(Bloomberg) -- A Senate committee’s proposed freezing half of the funding available to an Army program involving Microsoft Corp., pending greater transparency into the program’s cost and performance.
The program, known as the Integrated Visual Augmentation System, or IVAS, aims to develop a “heads-up display” for U.S. ground forces, similar to the displays fighter pilots use in the cockpit. The system would enable commanders to project information onto a visor in front of a soldier’s face, and would include other features such as night vision. In October 2018, the U.S. Army awarded Microsoft a $480 million contract to adapt its HoloLens augmented reality headset for the program.

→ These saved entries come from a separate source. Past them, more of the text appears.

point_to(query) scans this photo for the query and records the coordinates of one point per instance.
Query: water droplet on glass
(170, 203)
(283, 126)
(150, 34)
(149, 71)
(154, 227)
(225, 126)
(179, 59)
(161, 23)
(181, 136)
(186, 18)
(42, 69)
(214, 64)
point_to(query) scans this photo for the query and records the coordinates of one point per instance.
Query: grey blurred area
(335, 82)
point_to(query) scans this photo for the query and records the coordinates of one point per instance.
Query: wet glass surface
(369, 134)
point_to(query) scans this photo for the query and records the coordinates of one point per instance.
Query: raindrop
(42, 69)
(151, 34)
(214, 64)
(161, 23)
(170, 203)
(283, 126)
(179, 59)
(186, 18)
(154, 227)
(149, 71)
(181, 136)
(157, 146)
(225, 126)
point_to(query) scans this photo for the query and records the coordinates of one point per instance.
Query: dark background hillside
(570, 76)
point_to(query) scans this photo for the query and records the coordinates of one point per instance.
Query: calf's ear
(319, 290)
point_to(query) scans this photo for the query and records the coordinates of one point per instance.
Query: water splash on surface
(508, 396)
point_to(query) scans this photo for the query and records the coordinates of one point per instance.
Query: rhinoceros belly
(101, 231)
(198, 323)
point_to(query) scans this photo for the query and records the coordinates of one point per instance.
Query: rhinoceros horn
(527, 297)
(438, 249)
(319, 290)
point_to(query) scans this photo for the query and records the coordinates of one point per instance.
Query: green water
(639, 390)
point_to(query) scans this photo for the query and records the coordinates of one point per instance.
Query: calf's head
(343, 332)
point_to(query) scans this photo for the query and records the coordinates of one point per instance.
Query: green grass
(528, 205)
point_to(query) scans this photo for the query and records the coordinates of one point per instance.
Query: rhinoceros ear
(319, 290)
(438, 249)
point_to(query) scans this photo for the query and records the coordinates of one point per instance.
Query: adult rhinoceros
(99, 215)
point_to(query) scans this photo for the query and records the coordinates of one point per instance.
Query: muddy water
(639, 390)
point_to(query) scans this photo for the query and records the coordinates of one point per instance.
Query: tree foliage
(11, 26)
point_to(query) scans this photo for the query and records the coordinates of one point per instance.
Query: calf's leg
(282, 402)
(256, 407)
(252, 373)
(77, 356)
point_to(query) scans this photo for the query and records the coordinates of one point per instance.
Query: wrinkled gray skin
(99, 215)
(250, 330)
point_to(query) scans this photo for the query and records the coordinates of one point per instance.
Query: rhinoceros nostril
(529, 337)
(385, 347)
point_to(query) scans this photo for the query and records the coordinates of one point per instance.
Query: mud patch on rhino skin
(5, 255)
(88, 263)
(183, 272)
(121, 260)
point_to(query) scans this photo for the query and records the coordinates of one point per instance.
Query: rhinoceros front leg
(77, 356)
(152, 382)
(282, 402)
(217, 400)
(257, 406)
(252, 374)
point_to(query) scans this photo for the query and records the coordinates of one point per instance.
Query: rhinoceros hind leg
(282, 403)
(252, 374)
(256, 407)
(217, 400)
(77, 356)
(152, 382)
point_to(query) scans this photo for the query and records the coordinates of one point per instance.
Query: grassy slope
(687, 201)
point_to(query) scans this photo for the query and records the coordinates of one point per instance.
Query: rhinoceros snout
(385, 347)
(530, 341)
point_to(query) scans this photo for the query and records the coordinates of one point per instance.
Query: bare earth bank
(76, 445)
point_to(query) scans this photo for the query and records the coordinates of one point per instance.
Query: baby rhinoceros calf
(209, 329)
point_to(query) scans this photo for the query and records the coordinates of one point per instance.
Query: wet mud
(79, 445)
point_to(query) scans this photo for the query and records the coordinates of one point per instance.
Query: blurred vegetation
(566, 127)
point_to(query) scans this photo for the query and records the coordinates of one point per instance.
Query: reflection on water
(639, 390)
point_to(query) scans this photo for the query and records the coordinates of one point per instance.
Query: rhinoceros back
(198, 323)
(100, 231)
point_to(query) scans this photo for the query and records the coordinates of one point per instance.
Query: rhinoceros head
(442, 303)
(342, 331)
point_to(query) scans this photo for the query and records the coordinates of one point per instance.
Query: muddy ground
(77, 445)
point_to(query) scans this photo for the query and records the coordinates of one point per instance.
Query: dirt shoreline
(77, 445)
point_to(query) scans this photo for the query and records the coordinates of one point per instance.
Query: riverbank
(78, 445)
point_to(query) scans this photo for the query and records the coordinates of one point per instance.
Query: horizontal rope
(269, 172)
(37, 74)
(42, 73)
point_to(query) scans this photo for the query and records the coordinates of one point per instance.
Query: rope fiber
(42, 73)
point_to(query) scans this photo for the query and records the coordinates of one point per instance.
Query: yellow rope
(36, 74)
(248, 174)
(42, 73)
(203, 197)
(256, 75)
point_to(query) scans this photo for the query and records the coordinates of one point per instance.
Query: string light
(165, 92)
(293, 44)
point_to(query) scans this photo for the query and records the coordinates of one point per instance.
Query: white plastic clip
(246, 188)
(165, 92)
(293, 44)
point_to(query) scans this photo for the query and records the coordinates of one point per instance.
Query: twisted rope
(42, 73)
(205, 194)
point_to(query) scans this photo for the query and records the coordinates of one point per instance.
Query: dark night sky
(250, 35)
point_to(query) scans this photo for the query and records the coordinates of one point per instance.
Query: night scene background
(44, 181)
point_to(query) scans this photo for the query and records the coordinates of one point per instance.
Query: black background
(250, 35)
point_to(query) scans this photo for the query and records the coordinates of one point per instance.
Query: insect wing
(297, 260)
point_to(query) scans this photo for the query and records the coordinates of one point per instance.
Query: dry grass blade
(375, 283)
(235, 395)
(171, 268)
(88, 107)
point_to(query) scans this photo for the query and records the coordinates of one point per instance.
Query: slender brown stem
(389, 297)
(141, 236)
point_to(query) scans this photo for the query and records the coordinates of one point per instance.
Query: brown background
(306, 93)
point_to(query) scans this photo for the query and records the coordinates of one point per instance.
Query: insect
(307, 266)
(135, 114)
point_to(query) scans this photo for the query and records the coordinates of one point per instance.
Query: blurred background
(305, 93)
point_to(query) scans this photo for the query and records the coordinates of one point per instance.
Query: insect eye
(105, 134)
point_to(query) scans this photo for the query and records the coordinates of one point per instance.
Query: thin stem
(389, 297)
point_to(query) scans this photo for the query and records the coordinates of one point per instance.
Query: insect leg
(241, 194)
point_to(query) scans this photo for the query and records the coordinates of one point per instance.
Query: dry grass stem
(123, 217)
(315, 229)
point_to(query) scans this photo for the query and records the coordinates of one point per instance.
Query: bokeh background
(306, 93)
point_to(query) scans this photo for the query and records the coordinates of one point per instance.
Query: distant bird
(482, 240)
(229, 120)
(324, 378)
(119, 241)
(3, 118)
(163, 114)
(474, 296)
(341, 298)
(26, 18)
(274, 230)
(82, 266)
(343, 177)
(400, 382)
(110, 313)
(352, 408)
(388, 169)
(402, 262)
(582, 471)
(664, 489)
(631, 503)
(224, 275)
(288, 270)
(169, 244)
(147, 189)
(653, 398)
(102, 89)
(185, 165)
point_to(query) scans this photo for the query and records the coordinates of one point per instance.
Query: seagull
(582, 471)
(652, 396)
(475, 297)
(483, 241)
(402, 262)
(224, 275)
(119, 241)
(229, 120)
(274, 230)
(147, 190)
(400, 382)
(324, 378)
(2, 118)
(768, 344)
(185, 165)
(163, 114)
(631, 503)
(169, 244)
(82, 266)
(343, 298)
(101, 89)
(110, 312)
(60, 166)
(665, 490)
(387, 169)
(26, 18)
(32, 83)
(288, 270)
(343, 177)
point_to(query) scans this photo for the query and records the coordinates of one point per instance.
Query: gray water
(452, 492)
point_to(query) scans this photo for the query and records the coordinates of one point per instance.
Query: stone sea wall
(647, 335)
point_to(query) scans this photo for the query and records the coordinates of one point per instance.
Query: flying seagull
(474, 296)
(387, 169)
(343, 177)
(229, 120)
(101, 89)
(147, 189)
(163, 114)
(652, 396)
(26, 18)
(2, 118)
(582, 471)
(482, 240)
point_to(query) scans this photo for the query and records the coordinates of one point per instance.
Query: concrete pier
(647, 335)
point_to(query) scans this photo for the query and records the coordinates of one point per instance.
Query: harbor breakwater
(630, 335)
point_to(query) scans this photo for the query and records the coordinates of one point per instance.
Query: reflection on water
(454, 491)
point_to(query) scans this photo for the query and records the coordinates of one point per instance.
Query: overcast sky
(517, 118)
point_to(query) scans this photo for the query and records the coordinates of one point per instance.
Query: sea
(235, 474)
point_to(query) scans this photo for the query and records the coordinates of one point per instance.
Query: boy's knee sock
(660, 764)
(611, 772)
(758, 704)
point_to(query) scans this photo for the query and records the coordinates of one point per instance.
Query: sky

The Army used a fast-track buying method known as “other transaction authority” to side-step much of the red tape typically involved in a deal of this size. It chose Microsoft after reviewing several proposals, including one from competitor Magic Leap Inc. The value of the deal was increased to $641 million this February
The Army’s current budget request includes $906 million for the IVAS program in fiscal 2021, and more than $1 billion in fiscal 2022. That funding, not all of which would go to Microsoft, would allow the military to purchase an additional 40,000 headsets and move beyond the testing phase, placing the devices with U.S. forces around the globe. Microsoft could reap significantly more money if the program continues to advance.
The draft of this year’s Pentagon policy bill introduced in the Senate Armed Services Committee would withhold 50% of the funding available to the Army until the Pentagon submits a report explaining the Army’s approach and the costs associated with producing the HoloLens at full scale. The report must also detail the feedback the Army has received from U.S. personnel about the functionality and reliability of the devices.
If the Senate’s version of the bill, known as the National Defense Authorization Act, passes, it would be a blow to Microsoft's attempts to cultivate a significant market for the headset, which it now sells to corporate, industrial and government customers. Now in its second generation, HoloLens costs $3,500 a pair, and can be rented for a monthly fee.
The IVAS version is customized for the U.S. military. Its decision to customize the device for military use has inspired protests from within the company’s ranks.
Microsoft didn’t have an immediate comment.